1.1. = Il motivo è infondato sotto entrambi i profili in cui è articolato.

a) avuto riguardo al primo dei profili, del motivo in esame, va evidenziato che la questione è stata correttamente delibata dalla Corte distrettuale, laddove ha chiarito, come hanno evidenziato gli stessi ricorrenti che, nel caso in esame non esistevano due fondi appartenenti a proprietari diversi, i quali avrebbero necessità di determinare il confine; piuttosto, esisteva un unico fondo in comproprietà tra le parti in causa.
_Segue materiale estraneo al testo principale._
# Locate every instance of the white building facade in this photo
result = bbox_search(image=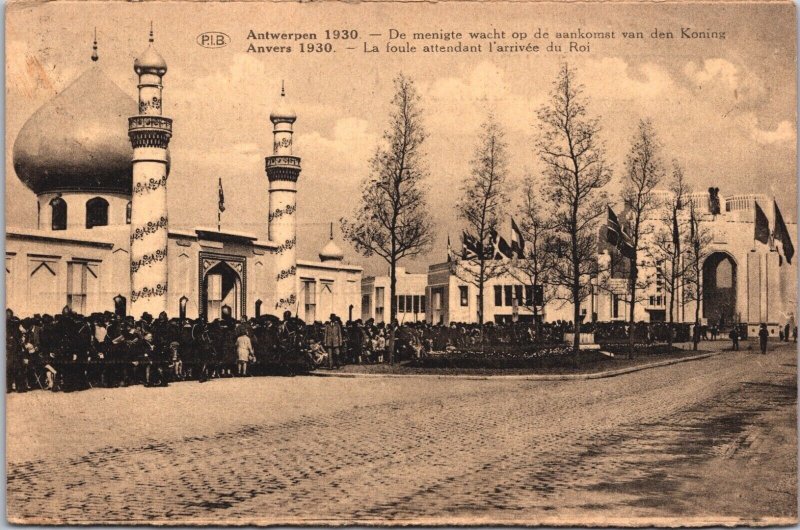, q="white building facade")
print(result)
[6,33,361,322]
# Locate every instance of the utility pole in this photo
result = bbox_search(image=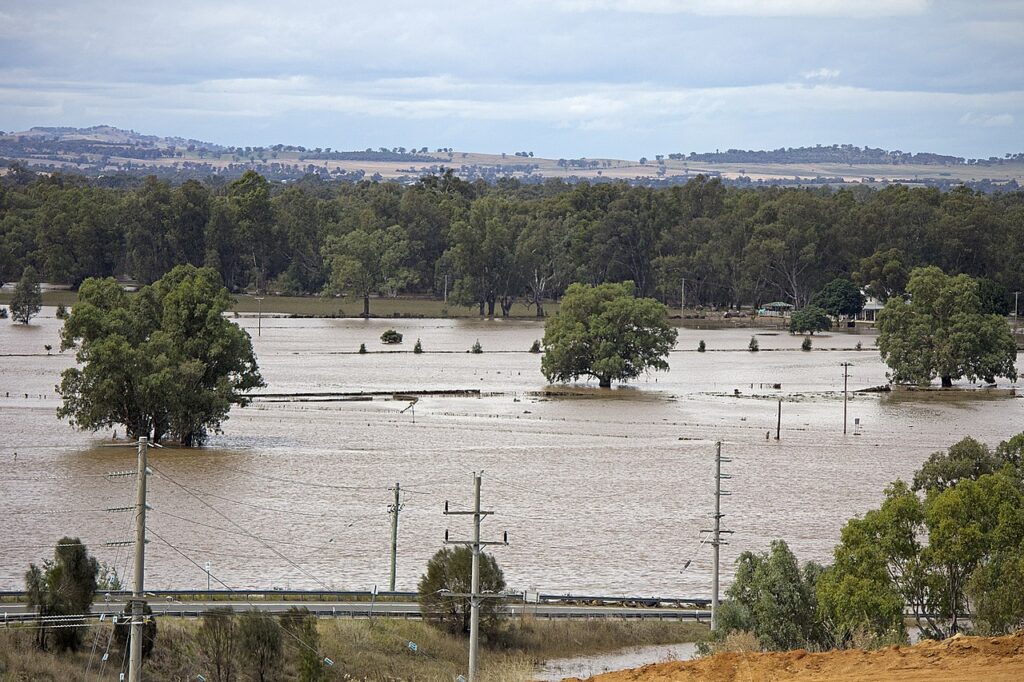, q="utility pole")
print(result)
[444,473,508,682]
[1015,291,1020,330]
[681,278,686,315]
[841,362,852,434]
[254,296,264,337]
[388,482,403,591]
[128,437,149,682]
[704,442,732,631]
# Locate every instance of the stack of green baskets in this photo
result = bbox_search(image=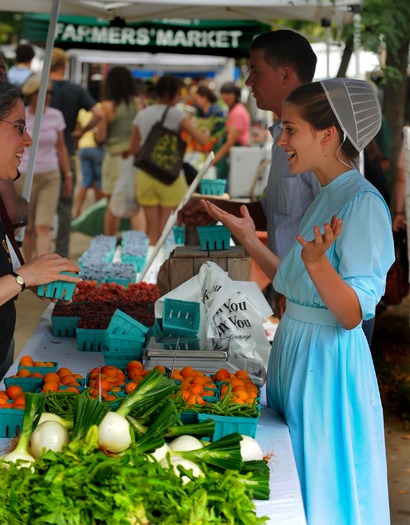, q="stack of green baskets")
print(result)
[103,309,149,367]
E di più, la Corte distrettuale ha avuto modo di chiarire che nessuna rilevanza poteva essere attribuita a dedotte divisioni bonarie del fondo perchè, avvenute senza la forma scritta ad substantiam, sarebbero inidonee a dare esistenza giuridica a due fondi limitrofi e distinti e, cioè, a ritenere sussistente il presupposto essenziale dell’azione di regolamento dei confini.

b) Infondato è anche il secondo profilo e, essenzialmente, perchè si risolve in un’inammissibile istanza di revisione delle valutazioni compiute dalla Corte distrettuale (pagg. 7,8,9 della sentenza impugnata) non proponibile nel giudizio di cassazione se, come nel caso in esame, la valutazione del Giudice del merito non presenta vizi logici e/o giuridici. Va qui ribadito quanto è stato affermato in varie occasioni da questa corte di Cassazione e, cioè, che il compito di valutare le prove e di controllarne l’attendibilità e la concludenza – nonchè di individuare le fonti del proprio convincimento scegliendo tra le complessive risultanze del processo quelle ritenute maggiormente idonee a dimostrare la veridicità dei fatti – spetta in via esclusiva al giudice del merito; di conseguenza la deduzione con il ricorso per Cassazione per omessa, errata o insufficiente valutazione delle prove, non conferisce al giudice di legittimità il potere di riesaminare il merito dell’intera vicenda processuale sottoposta al suo vaglio, bensì la sola facoltà di controllo, sotto il profilo della correttezza giuridica e della coerenza logico-formale, delle argomentazioni svolte dal giudice di merito, restando escluso che le censure concernenti il difetto di motivazione possano risolversi nella richiesta alla Corte di legittimità di una interpretazione delle risultanze processuali diversa da quella operata dal giudice di merito.

In definitiva, il ricorso va rigettato e i ricorrenti condannati in solido a rimborsare alla parte controricorrente le spese del presente giudizio di cassazione, che vengono liquidate con il dispositivo.

PQM

La Corte rigetta il ricorso e condanna i ricorrenti a rimborsare parte controricorrente le spese del presente giudizio di cassazione che liquida in Euro 2.700,00 di cui Euro 200,00 per esborsi, oltre spese generali ed accessori, come per legge.

Così deciso in Roma, nella Camera di Consiglio della Seconda Sezione Civile della Corte di cassazione, il 9 novembre 2016.